To do this would require some type of motor on each set of wheels.

This would add weight, cost, complexity, maintenance and one more system that could fail and increase risk.

More frequent replacement of tires is simpler, cheaper, lighter and safer.

If the wheels were powered and spinning, they would add to the speed of the aircraft once it hit the ground.

There is no engine attached to the wheels. There is generally no need for additional complexity of an engine to drive the wheels. The landing gear’s main purposes are to absorb the shock of the landing (to mitigate stress on the body of the plane) and to help slow the plane down (using brakes).

The landing gear isn’t used a lot so avoiding friction to the ground and wear on the tires is not a big issue. It would be far more complex, costly and problem causing to try to drive the landing gear wheels than to just replace the tires more often.

Might be able to put some little vanes on them so the airflow as they’re deployed gets them spinning the right direction. That would be one of those fun but expensive research projects that only the government could afford to do.

The wheels have to stop eventually…. and there’s going to be a crapload of friction regardless of if they’re already spinning or not.

Here’s a video of airplane brakes being tested:

There’s a loooooooooot of engineering that goes into airplane landing gear….. like there are people that wrote entire PhD dissertations on the subject…..

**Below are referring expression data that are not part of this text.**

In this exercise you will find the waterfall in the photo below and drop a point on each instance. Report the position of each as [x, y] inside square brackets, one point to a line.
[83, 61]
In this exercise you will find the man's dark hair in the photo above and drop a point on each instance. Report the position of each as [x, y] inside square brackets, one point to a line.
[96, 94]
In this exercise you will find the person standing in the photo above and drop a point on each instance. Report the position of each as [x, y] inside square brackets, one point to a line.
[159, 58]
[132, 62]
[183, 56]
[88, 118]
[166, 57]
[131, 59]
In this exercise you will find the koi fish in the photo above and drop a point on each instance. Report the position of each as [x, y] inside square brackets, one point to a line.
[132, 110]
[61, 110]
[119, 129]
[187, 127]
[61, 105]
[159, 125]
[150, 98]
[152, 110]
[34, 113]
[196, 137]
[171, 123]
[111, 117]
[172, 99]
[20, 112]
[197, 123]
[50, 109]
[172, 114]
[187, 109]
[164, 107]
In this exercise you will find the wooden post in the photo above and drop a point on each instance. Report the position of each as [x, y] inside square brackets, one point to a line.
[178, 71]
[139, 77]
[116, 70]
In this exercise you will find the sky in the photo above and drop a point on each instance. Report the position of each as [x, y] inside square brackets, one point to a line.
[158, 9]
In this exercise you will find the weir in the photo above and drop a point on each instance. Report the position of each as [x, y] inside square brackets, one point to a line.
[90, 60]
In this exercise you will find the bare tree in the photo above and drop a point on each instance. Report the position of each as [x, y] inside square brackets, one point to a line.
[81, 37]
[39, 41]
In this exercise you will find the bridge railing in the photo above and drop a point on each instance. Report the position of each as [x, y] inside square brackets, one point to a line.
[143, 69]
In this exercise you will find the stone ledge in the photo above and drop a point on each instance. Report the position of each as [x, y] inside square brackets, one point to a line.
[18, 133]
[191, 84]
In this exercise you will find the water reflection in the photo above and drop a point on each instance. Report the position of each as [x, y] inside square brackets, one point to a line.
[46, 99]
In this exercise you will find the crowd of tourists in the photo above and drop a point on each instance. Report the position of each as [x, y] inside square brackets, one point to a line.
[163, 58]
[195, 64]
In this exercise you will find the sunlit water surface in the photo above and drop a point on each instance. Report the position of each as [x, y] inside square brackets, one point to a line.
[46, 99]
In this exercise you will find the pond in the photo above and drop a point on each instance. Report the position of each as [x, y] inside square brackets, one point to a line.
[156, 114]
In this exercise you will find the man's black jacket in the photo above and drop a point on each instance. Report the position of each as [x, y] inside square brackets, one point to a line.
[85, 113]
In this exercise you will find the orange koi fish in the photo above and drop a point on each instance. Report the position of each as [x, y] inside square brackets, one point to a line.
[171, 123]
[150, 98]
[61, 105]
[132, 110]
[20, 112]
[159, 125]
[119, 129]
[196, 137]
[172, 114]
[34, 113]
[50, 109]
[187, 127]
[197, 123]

There are a few factors, particularly with respect to larger jet aircraft, and without regard for bad weather, etc.; if ignoring reverse thrust, you’re going to be converting all of that energy into heat at some point.

An aircraft has two main ways of dumping energy after landing:

* Reverse thrust (which consumes extra fuel, and is a mechanically complex system that can fail, possibly causing asymmetric thrust, and will almost never be used alone). Typically < 50% as effective as forward thrust, as it’s difficult to fully reverse the bypass airflow of a turbofan engine while maintaining normal engine operation (the airflow is generally splayed out a bit, and more diffuse than normal).
* Brakes, where they are converting their kinetic energy into heat. These can take full advantage of the weight of the aircraft pressing the tires to the pavement for maximum effect; most of the effort to stop an airplane will almost always be through the brakes.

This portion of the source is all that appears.